Victorian Opera’s Happy End, part of the worldwide resurgence of the work in 2022, premiered on 23 March, directed by Matthew Lutton and conducted by Phoebe Briggs. The following week in Sydney, Red Line Productions opened its twenty-one-performance run of The Seven Deadly Sins paired with Mahagonny Songspiel. Director Constantine Costi has been joined by choreographer Shannon Burns in conceiving the double bill with the subtitle “A Tap Dance On The Edge Of The World.” Starting 1 May, the joint forces of Melbourne Opera and IOpera brought forth the first professional production of The Rise and Fall of the City of Mahagonny in Australia in forty years. Employing the Jeremy Sams English translation, the production by director Suzanne Chaundy is conducted by Peter Tregear. All three productions were supported by the Kurt Weill Foundation’s Grant Program.

Here is just a sampling of press reactions:

 

Happy End
Victorian Opera
Matthew Lutton, director
Phoebe Briggs, conductor

Patricia Maunder – Limelight
★★★★
“The joyfully nostalgic ‘Bilbao Song’ and heartbreaking ‘Surabaya Johnny’ in particular have long been cabaret staples, sung by everyone from Lotte Lenya to Bette Midler. This confident, accomplished Victorian Opera production directed by Matthew Lutton is a rare opportunity to experience those songs in their original context.”

Leila Lois – Arts Hub
★★★★
“This popular musical opera production had the fun value of cabaret, with the guts of a gangster movie.”

 

“A Tap Dance On The Edge Of The World”
The Seven Deadly Sins / Mahagonny Songspiel
Constantine Costi, director
Shannon Burns, choreographer
Brian Castles-Onion, conductor

John Shand – The Sydney Morning Herald
★★★★
“The sheer scale of the ambition is mind-boggling. Who’d dream of cramming seventeen musicians, six singers, a dancer and a conductor into this little crucible? Director Constantine Costi would, and it’s hard to imagine the works being done much better.”

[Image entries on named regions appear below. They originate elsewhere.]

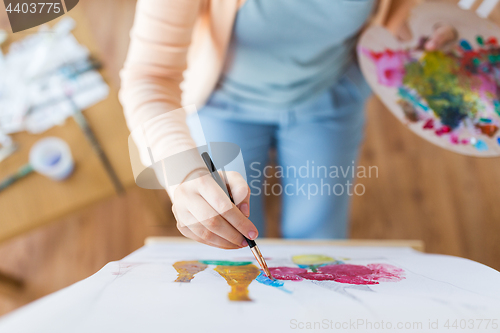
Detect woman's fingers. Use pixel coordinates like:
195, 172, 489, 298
425, 25, 458, 51
199, 177, 258, 239
188, 195, 245, 247
226, 171, 250, 217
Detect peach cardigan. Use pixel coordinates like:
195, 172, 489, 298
120, 0, 412, 192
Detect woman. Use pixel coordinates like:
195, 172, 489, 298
120, 0, 456, 249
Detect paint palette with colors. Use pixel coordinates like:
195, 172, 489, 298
358, 3, 500, 157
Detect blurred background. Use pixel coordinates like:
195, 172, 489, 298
0, 0, 500, 315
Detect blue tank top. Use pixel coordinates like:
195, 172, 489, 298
217, 0, 375, 107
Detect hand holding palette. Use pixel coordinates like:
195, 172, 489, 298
358, 3, 500, 157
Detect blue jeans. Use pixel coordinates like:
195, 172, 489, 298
188, 65, 370, 238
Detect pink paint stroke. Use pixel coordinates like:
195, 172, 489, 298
270, 264, 405, 285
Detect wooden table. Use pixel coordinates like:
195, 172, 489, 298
0, 6, 134, 242
145, 237, 425, 252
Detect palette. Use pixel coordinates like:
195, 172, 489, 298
357, 3, 500, 157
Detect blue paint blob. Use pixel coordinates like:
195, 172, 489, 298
474, 140, 488, 151
460, 39, 472, 51
255, 272, 292, 294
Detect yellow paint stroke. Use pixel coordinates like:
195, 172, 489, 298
215, 264, 260, 301
173, 261, 207, 282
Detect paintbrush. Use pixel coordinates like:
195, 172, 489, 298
66, 94, 125, 194
201, 152, 273, 279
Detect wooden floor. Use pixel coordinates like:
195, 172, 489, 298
0, 0, 500, 315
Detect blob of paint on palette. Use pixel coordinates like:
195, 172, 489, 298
358, 3, 500, 156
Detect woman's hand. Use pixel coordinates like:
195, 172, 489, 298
172, 169, 258, 249
424, 24, 458, 51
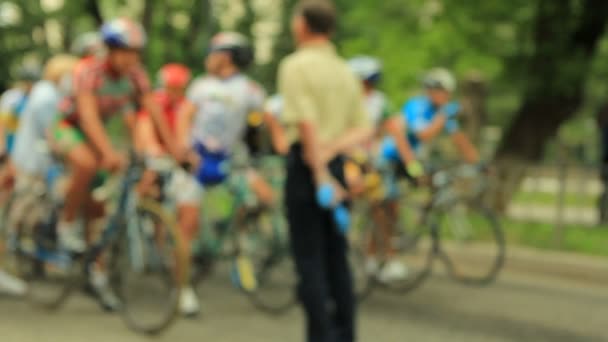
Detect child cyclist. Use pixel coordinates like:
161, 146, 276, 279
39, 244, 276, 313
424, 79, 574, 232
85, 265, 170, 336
177, 32, 272, 315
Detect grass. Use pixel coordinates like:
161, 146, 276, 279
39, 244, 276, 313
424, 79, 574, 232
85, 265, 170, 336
513, 191, 597, 208
502, 219, 608, 256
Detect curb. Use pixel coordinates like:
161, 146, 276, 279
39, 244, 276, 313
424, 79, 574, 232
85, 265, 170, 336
505, 246, 608, 285
442, 243, 608, 286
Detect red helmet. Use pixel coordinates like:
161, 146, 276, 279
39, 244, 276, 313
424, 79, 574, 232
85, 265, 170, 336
158, 63, 191, 88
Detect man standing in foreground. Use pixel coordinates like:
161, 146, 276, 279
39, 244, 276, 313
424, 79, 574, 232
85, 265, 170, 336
279, 0, 372, 342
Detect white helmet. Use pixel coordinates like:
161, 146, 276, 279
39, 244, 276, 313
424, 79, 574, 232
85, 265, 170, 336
423, 68, 456, 93
348, 56, 382, 84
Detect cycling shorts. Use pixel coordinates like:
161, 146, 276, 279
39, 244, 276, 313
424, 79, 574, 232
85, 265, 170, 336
194, 143, 230, 186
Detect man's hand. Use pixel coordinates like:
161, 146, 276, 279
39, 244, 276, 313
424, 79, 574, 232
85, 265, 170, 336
405, 160, 424, 178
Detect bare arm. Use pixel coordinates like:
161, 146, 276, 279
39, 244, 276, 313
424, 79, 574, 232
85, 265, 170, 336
417, 114, 446, 141
141, 93, 181, 159
76, 92, 114, 156
176, 101, 196, 149
452, 131, 479, 163
264, 114, 289, 155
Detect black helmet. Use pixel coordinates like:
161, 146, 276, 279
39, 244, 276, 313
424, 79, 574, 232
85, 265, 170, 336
16, 65, 42, 82
209, 32, 255, 69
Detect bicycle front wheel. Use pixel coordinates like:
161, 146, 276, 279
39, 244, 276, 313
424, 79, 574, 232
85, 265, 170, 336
111, 200, 188, 335
237, 208, 296, 315
438, 200, 506, 285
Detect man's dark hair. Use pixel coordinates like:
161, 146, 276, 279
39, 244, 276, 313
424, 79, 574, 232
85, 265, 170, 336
295, 0, 336, 34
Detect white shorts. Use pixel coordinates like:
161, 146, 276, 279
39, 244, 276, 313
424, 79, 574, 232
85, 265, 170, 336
167, 168, 203, 206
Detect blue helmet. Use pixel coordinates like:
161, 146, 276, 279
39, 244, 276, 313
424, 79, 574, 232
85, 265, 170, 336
100, 18, 146, 50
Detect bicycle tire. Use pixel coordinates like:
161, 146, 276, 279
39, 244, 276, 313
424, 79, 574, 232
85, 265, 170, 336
240, 208, 297, 316
440, 199, 506, 286
9, 194, 80, 311
348, 202, 376, 303
111, 199, 189, 335
378, 202, 440, 294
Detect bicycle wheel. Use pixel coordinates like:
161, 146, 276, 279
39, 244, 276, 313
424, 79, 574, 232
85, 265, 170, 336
9, 195, 75, 310
111, 200, 188, 335
239, 208, 297, 315
438, 199, 506, 285
380, 198, 439, 293
348, 203, 375, 302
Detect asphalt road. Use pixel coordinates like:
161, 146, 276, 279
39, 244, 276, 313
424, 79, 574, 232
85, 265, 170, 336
0, 268, 608, 342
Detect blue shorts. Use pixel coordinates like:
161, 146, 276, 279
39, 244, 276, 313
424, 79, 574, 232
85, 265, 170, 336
194, 143, 230, 186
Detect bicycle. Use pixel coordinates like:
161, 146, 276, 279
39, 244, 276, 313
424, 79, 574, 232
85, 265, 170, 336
352, 165, 506, 292
9, 153, 187, 335
193, 157, 296, 315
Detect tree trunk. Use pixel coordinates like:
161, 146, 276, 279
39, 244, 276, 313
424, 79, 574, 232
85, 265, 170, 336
494, 0, 608, 210
85, 0, 103, 26
462, 71, 487, 146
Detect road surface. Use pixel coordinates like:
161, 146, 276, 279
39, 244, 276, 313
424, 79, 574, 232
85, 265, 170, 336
0, 273, 608, 342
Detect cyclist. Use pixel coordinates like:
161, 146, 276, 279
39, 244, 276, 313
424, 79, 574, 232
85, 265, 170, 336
0, 65, 40, 192
51, 18, 178, 310
70, 32, 104, 59
0, 55, 75, 295
382, 68, 479, 166
177, 32, 272, 315
381, 68, 479, 279
346, 56, 422, 282
11, 55, 78, 186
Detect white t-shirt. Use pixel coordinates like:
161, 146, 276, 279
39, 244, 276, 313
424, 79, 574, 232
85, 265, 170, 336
265, 94, 283, 120
186, 74, 265, 152
11, 81, 61, 176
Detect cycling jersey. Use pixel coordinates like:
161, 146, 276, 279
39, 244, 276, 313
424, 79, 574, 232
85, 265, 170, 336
11, 81, 61, 176
0, 88, 28, 152
382, 96, 459, 161
187, 74, 265, 152
187, 74, 265, 185
53, 58, 150, 152
59, 60, 150, 126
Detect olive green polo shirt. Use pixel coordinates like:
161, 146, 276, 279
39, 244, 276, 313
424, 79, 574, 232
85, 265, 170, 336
278, 42, 371, 144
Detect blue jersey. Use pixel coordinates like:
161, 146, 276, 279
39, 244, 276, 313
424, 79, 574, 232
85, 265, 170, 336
382, 96, 459, 160
0, 88, 27, 152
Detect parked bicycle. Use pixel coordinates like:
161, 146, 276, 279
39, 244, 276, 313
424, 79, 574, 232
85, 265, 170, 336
7, 153, 187, 334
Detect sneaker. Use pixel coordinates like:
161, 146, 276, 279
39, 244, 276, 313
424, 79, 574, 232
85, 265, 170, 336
89, 267, 122, 312
0, 270, 27, 296
179, 287, 201, 317
365, 257, 380, 276
57, 222, 87, 253
378, 260, 408, 283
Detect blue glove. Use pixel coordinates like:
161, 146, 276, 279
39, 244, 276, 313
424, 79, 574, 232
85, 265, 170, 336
317, 183, 336, 209
333, 205, 350, 235
445, 118, 460, 134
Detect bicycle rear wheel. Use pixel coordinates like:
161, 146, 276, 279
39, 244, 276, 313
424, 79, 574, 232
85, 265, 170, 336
111, 200, 188, 335
380, 195, 439, 293
348, 203, 376, 302
240, 208, 297, 315
8, 195, 75, 310
439, 200, 506, 285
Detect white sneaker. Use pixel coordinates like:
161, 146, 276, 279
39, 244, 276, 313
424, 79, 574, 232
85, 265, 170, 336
89, 266, 122, 312
378, 260, 409, 283
365, 257, 380, 276
179, 287, 201, 317
0, 270, 27, 296
57, 222, 87, 253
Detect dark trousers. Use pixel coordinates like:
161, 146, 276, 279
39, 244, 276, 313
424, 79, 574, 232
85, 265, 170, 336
285, 145, 355, 342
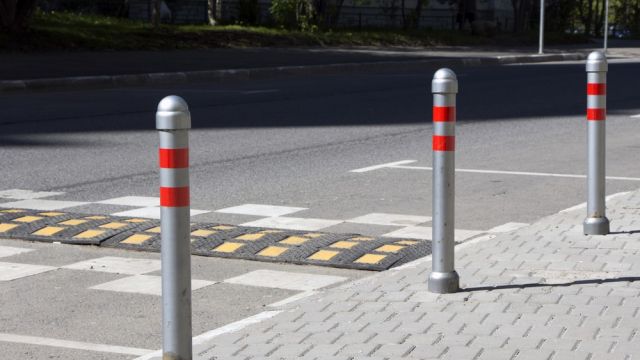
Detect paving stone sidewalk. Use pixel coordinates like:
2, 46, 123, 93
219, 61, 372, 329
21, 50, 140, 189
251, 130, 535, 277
185, 191, 640, 360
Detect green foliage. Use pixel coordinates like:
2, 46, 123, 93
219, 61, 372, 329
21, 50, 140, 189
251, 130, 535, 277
269, 0, 318, 32
238, 0, 260, 25
0, 12, 584, 52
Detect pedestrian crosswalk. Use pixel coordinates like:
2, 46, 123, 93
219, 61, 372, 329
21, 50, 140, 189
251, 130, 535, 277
0, 244, 348, 296
0, 189, 502, 241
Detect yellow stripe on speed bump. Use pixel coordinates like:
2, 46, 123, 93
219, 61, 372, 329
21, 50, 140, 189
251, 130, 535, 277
307, 250, 340, 261
329, 241, 358, 249
349, 236, 373, 241
213, 242, 244, 253
191, 229, 216, 237
13, 216, 42, 222
121, 234, 153, 245
100, 222, 127, 229
31, 226, 66, 236
73, 230, 107, 239
85, 215, 107, 220
375, 245, 405, 253
58, 219, 89, 226
125, 219, 147, 224
212, 225, 236, 230
260, 230, 284, 234
302, 233, 323, 239
280, 236, 309, 245
354, 254, 387, 264
236, 233, 266, 241
0, 223, 20, 232
396, 240, 419, 245
258, 246, 289, 257
38, 211, 64, 217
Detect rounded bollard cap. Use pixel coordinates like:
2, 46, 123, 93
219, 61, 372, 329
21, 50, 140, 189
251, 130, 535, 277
431, 68, 458, 94
587, 51, 608, 72
156, 95, 191, 130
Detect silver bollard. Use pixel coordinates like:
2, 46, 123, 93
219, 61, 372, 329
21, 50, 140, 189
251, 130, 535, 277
156, 96, 192, 360
428, 68, 460, 294
584, 51, 609, 235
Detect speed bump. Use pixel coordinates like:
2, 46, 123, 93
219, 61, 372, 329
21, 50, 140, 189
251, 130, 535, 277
0, 209, 431, 271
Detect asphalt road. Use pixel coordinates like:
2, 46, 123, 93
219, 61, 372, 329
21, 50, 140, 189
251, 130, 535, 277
0, 58, 640, 359
0, 58, 640, 231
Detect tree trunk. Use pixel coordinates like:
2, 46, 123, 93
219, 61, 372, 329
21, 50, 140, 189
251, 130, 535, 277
0, 0, 37, 33
151, 0, 162, 28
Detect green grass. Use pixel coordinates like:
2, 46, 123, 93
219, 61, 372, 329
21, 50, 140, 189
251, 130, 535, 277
0, 12, 584, 52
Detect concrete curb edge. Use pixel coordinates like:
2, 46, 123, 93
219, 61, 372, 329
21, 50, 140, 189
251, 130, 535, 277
0, 53, 586, 93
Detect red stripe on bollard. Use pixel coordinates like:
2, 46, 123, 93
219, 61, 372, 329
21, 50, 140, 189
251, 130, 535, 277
587, 83, 607, 95
433, 106, 456, 122
432, 135, 456, 151
160, 149, 189, 169
160, 186, 189, 207
587, 109, 607, 121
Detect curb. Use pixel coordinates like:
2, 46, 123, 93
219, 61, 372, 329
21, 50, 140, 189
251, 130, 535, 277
0, 53, 586, 93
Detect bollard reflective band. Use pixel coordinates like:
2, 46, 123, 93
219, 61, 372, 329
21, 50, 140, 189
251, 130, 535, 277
433, 106, 456, 122
432, 135, 456, 151
159, 148, 189, 169
587, 83, 607, 95
160, 186, 189, 207
587, 109, 607, 121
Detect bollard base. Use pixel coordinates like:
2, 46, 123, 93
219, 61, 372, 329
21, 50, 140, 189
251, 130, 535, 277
583, 217, 609, 235
428, 271, 460, 294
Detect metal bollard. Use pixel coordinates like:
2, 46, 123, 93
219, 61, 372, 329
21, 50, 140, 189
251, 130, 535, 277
156, 96, 192, 360
428, 68, 460, 294
584, 51, 609, 235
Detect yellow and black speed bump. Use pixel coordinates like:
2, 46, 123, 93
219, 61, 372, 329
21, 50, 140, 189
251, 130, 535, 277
0, 209, 157, 245
0, 209, 431, 271
102, 224, 431, 271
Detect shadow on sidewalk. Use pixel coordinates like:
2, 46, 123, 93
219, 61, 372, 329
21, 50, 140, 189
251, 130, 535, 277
460, 276, 640, 292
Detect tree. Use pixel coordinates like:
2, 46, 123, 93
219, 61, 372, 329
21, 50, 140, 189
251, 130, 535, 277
0, 0, 37, 33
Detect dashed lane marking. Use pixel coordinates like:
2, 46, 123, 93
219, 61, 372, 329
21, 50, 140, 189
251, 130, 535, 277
224, 270, 348, 291
0, 333, 153, 356
89, 275, 215, 296
134, 310, 282, 360
351, 160, 640, 181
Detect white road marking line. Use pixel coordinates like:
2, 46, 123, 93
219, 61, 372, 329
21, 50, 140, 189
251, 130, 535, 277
351, 160, 640, 181
558, 191, 631, 214
0, 199, 90, 210
89, 275, 215, 296
346, 213, 431, 226
0, 189, 64, 200
134, 310, 282, 360
382, 226, 486, 241
0, 333, 152, 356
111, 206, 211, 219
0, 246, 35, 257
62, 256, 161, 275
96, 196, 160, 207
487, 222, 531, 233
240, 216, 344, 231
224, 270, 347, 291
350, 160, 418, 172
0, 262, 57, 281
215, 204, 307, 217
267, 290, 318, 308
242, 89, 280, 95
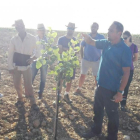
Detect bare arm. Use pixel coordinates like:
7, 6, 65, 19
120, 67, 130, 91
114, 67, 130, 103
133, 53, 138, 62
8, 41, 14, 74
80, 46, 84, 59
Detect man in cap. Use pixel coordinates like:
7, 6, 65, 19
32, 24, 47, 99
75, 22, 104, 93
8, 19, 39, 109
58, 22, 76, 103
83, 21, 132, 140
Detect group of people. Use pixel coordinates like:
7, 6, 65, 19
5, 20, 138, 140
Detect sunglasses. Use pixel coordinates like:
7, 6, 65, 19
123, 37, 128, 40
67, 27, 75, 31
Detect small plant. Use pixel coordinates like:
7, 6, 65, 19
36, 28, 80, 140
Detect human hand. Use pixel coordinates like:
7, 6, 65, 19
27, 58, 34, 64
9, 70, 14, 74
113, 92, 123, 103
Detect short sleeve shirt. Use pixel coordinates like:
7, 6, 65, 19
81, 34, 105, 62
96, 39, 132, 92
130, 43, 138, 70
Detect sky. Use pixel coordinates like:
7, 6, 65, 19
0, 0, 140, 34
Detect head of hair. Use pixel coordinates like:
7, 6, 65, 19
123, 31, 132, 42
113, 21, 124, 32
91, 22, 99, 28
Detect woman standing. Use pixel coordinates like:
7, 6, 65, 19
121, 31, 138, 111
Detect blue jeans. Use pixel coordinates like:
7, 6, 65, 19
121, 70, 134, 107
32, 61, 48, 94
92, 86, 119, 140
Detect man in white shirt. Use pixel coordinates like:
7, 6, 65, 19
8, 19, 40, 110
32, 24, 48, 99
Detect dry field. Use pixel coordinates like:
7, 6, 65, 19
0, 29, 140, 140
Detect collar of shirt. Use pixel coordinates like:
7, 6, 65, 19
110, 38, 124, 47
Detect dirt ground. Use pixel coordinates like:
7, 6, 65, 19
0, 28, 140, 140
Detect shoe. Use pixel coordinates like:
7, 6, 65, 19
74, 88, 81, 94
15, 101, 24, 107
31, 104, 39, 111
38, 93, 42, 99
64, 94, 72, 103
82, 131, 99, 139
0, 93, 3, 98
121, 106, 127, 112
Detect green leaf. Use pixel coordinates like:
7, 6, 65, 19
40, 49, 45, 54
36, 41, 41, 45
36, 61, 42, 69
51, 32, 57, 38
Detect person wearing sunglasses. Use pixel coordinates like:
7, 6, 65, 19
75, 22, 105, 94
8, 19, 40, 110
58, 22, 78, 103
121, 31, 138, 112
82, 21, 132, 140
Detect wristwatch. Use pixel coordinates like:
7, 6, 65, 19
118, 89, 124, 95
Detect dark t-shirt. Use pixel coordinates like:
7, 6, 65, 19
96, 39, 132, 92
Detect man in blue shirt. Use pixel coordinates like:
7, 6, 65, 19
58, 22, 78, 103
75, 22, 105, 93
83, 21, 132, 140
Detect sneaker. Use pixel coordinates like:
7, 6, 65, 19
15, 101, 24, 107
82, 131, 99, 139
64, 94, 72, 103
121, 106, 127, 112
38, 93, 42, 99
0, 93, 3, 98
31, 104, 39, 111
74, 88, 81, 94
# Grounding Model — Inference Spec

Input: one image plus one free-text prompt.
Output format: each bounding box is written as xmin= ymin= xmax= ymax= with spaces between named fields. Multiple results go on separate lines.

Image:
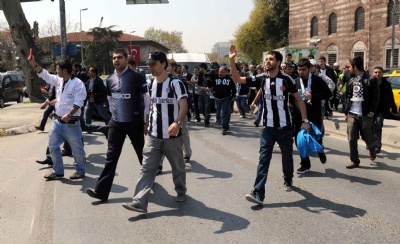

Hugh Robertson – Limelight
★★★★
“Margaret Trubiano as Anna I is marvelous, the strength and power of her voice hugely affecting, her facial expressiveness and diction giving depth and poignancy to her character. Although she barely says a word, Allie Graham as Anna II is captivating in her movements, presuming a mélange of styles in keeping with the genre soup of these works, part-ballet, part-cabaret, part Josephine Baker.”

 

Rise and Fall of the City of Mahagonny
IOpera and Melbourne Opera.
Suzanne Chaundy, director
Peter Tregear, conductor

Leila Lois – Arts Hub

“Suzanne Chaundy directs a cast of spirited performers in an impressively current production of the 90-year-old opera…. She and the production team provoked us to consider the absurdity of it all by building the current socio-political context into the final scenes. Projections of recent bushfires, floods and protests are spun across the stage one after another. These images of national disasters, juxtaposed with the jubilant whooping chorus of ‘Life in Mahagonny’ are a hard-hitting and pivotal moment in the opera.”

Paul Selar – Limelight

“Weill’s fabulously expressive score is a melodious assortment of jazz, ragtime, music hall and cabaret, including a touch of operetta and even a slither of Wagnerian-like drama as the hurricane approaches. The music’s eclectic elements are bound in a fluidly harmonious whole and are, as is the performance, blessed by the exceptional vibrancy, precision and rhythmical vitality conductor Peter Tregear invokes from his 40-plus musicians.”